Le numéro Embuscade

Les Princes et Princesses de l’ère Thatcher

Dans la vie des danseurs amateurs de Grande-Bretagne de la fin des années 1970.

par Trisha Groves
04 Mai 2017, 5:00am

Photos : Trisha Groves

Cet article est extrait du « Numéro Embuscade »

Ce qui m'intéresse, c'est d'arriver à faire des images qui en plus d'être visuellement intéressantes, expriment un point de vue, un sentiment. Ici, je voulais montrer le contraste entre la vie de ces danseurs amateurs, pleine de paillettes, de couleurs et de rêves, et leur vie de tous les jours. Le contraste entre ces costumes étincelants et leur condition sociale. Ce monde dans lequel ces personnes s'échappent grâce à leurs loisirs m'a fascinée. Je voulais me faire inviter chez eux. J'étais certaine que l'intérieur de leur maison allait être aussi magique et à l'image de leur passion, avec moquettes et papier peints délirants assortis à leurs costumes.

Le projet m'a pris environ neuf mois en tout, en 1979. D'abord, il m'a fallu faire de la recherche pour trouver les endroits où étaient organisés les concours de danse. Ces derniers ont lieu le week-end – le samedi soir, souvent – et s'y rendre n'est pas chose aisée. Il s'agissait dans la plupart des cas d'endroits peu desservis, de petites villes paumées du sud de l'Angleterre, du Surrey, du Berkshire ou de l'Oxfordshire. Je n'avais aucun contact dans le milieu, et j'ai dû tout faire moi-même, seule, de A à Z.

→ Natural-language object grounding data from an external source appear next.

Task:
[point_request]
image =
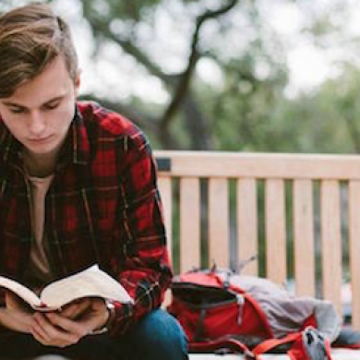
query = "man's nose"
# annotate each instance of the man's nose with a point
(37, 123)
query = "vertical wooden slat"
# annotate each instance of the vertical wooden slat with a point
(303, 220)
(331, 242)
(164, 184)
(275, 230)
(247, 224)
(354, 250)
(218, 223)
(189, 223)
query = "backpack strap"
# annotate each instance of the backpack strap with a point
(270, 344)
(306, 345)
(225, 344)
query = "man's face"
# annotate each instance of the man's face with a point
(40, 111)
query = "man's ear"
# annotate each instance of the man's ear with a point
(77, 82)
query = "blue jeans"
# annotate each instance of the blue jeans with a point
(157, 336)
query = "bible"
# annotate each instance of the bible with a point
(92, 282)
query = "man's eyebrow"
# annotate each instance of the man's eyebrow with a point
(56, 98)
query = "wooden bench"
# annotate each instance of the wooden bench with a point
(301, 211)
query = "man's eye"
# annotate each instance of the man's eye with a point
(51, 106)
(17, 110)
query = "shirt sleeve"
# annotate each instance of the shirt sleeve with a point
(146, 272)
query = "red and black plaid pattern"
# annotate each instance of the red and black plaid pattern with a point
(103, 207)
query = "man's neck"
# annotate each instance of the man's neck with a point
(39, 165)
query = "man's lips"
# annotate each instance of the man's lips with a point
(40, 140)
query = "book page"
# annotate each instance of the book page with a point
(20, 290)
(88, 283)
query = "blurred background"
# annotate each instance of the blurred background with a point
(243, 75)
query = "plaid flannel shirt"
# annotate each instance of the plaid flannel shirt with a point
(102, 207)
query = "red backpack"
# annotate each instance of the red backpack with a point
(224, 312)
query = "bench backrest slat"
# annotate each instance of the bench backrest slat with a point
(304, 264)
(190, 222)
(331, 241)
(165, 188)
(218, 222)
(247, 221)
(354, 248)
(275, 230)
(291, 206)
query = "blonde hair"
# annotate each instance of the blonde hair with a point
(31, 37)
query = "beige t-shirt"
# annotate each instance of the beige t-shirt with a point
(39, 268)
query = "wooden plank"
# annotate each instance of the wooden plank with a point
(354, 250)
(260, 165)
(189, 223)
(275, 230)
(303, 227)
(331, 242)
(164, 185)
(218, 222)
(247, 225)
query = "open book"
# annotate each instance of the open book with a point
(91, 282)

Cette folie de la danse amateur en Grande-Bretagne avait débuté dans l'après-guerre avec la diffusion de l'émission de télé « Come Dancing » sur la BBC. Elle n'a jamais été déprogrammée de l'antenne entre 1950 et 1998, soit pendant presque 50 ans – ce fut l'un des programmes les plus regardés de l'histoire de la télévision britannique. Le créateur, Eric Morley, voulait montrer à travers le médium de la télé ce qu'il nommait le « good dancing », en organisant des compétitions inter-comtés à travers toute la Grande-Bretagne. Il insistait sur le côté amateur et non professionnel des danseurs. En elle-même, l'émission était géniale, profondément kitsch, pleine de robes à paillettes cousues par les danseuses elles-mêmes et qui, évidemment, brillaient un max.

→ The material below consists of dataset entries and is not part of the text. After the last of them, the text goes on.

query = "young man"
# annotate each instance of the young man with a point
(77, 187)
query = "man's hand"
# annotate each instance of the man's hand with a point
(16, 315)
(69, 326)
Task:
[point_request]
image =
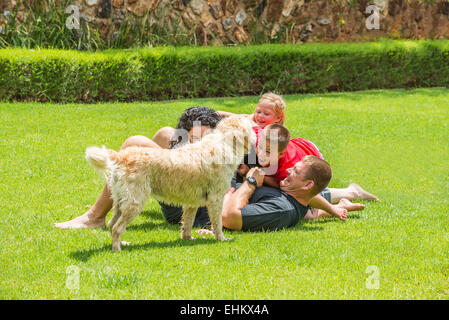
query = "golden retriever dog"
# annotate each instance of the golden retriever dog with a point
(194, 175)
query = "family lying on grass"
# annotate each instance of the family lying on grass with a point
(257, 199)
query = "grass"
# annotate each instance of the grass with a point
(393, 142)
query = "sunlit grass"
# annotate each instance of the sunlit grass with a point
(394, 143)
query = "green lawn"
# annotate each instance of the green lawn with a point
(393, 142)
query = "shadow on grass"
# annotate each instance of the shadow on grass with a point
(156, 221)
(85, 254)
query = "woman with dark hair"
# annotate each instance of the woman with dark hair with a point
(193, 124)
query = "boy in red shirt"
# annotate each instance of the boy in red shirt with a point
(276, 153)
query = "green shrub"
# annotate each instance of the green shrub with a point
(171, 73)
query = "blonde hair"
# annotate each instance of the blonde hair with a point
(278, 102)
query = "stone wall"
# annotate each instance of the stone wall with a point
(216, 22)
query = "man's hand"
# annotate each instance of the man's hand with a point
(340, 213)
(258, 174)
(243, 170)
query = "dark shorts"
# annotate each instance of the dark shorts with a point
(271, 209)
(268, 209)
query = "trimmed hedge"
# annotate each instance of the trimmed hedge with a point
(171, 73)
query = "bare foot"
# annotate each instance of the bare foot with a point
(341, 213)
(348, 205)
(84, 221)
(361, 194)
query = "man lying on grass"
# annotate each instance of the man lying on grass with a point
(95, 217)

Au fur et à mesure du projet, j'ai rencontré beaucoup de ces danseurs amateurs, plus sympathiques les unes que les autres ; ceci dit, à l'origine ils n'avaient pas envie d'être photographiés et encore moins de me laisser entrer dans leur salon ou leur chambre à coucher. Ils ne comprenaient pas toujours ma démarche, mais après avoir vu le résultat ils semblaient heureux. Vite, ma photo prenait sa place dans le salon, au-dessus de la télé.

Dans la vie de tous les jours, ces gens pratiquaient divers métiers, quoiqu'une majorité vienne de la working class britannique. Il y avait des coiffeuses, des employés d'usine, de bureau, plusieurs chauffeurs de bus, des pompiers – et même des policiers. Ils m'expliquaient que leur vie entière tournait en réalité autour de la danse. Tous, en plus de leur travail, avaient un emploi du temps chargé : répétitions tous les soirs, tandis que les week-ends étaient consacrés aux compétitions – où il leur fallait pour cela voyager et parfois même, se rendre à l'étranger.

Presque quatre décennies plus tard, je retiens de ce documentaire la gentillesse de ces gens, leur simplicité et surtout, leur professionnalisme dans leur passion. Ils m'ont touchée par leur confiance en me laissant rentrer chez eux, dans leur intimité. À leur place, je ne sais pas si je l'aurai fait.